La diminution du nombre d’éleveurs et de la présence humaine dans la montagne entraîne un retour des animaux sauvages ; le loup, mais aussi le lynx, par exemple. Ce retour provoque des tensions dans de nombreuses régions, mais ces tensions ne constituent pas une nouveauté, elles ont été permanentes pendant des siècles dans l’histoire humaine des campagnes.

Les problèmes et les affrontements n’ont pas eu lieu que dans le Gévaudan, mais aussi dans le centre ou dans l’est de la France. La confrontation entre l’éleveur, le paysan, et les aléas du milieu naturel n’a jamais été simple, comme ne sont jamais simples les conflits sur un territoire. La volonté d’éliminer l’autre existe pour chacun. Et c’est normal : je n’élève pas des brebis pour nourrir le loup.

L’autre question est de savoir s’il est possible de parvenir à une nouvelle harmonie entre les concurrents que sont les hommes et certaines espèces sauvages occupant le même territoire. Répondre par l’affirmative, ce serait oublier la situation actuelle, à peu près semblable dans tous les pays européens : les territoires ruraux et agricoles ne sont plus constitués que d’espaces occupés et donc intégralement façonnés par l’homme. Nos montagnes ont été transformées par les hommes, qu’il s’agisse de la coupe des forêts, de l’agriculture ou de l’élevage. Elles ne sont même plus sauvages dans leurs parties les plus hautes puisque, pour les escalader, des hommes ont équipé des voies d’escalade avec des pitons, voire des échelles.
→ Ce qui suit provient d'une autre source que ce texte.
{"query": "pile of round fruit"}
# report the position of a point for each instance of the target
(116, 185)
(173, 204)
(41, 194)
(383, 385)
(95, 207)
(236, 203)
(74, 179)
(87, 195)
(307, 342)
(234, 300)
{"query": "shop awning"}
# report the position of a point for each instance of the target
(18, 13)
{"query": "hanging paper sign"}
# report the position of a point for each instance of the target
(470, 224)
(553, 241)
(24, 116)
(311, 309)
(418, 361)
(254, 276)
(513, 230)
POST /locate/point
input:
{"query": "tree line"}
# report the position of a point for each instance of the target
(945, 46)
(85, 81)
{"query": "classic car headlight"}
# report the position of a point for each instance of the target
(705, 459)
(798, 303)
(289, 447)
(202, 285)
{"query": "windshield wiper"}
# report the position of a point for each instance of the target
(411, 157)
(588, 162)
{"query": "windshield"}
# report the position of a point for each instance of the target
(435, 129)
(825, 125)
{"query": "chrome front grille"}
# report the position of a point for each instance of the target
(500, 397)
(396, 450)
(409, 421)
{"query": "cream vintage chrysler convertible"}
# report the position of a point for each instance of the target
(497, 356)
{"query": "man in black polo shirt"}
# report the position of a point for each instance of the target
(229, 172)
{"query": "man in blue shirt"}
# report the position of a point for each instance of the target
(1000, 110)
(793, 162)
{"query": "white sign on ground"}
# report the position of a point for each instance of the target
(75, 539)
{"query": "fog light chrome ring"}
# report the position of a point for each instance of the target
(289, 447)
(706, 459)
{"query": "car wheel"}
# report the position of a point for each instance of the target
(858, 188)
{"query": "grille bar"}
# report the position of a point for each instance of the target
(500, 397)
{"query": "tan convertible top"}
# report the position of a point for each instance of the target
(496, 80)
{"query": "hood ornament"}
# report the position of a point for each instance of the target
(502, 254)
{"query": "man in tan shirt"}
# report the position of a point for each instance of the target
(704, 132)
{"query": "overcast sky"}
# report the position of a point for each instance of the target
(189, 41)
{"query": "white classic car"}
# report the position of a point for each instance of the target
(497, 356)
S’obstiner à croire en un espace naturel mythique ou idyllique, sans présence humaine, relève d’une grave erreur d’appréciation. Il faut renoncer à considérer la campagne comme un simple espace de jeu ou une agréable nature sauvage dans laquelle il ferait bon vivre. L’espace naturel du XXIe siècle n’a plus rien à voir avec celui du Moyen Âge, ne serait-ce que parce que nous sommes bien plus nombreux.

[^2]: 20 minutes , le 3 août 2012.

[^3]: Le 8 août 2012, trois agents du parc national du Mercantour ont été agressés à coups de manche de pioche par un éleveur qui les avait fait venir pour réaliser une expertise après une attaque de canidé.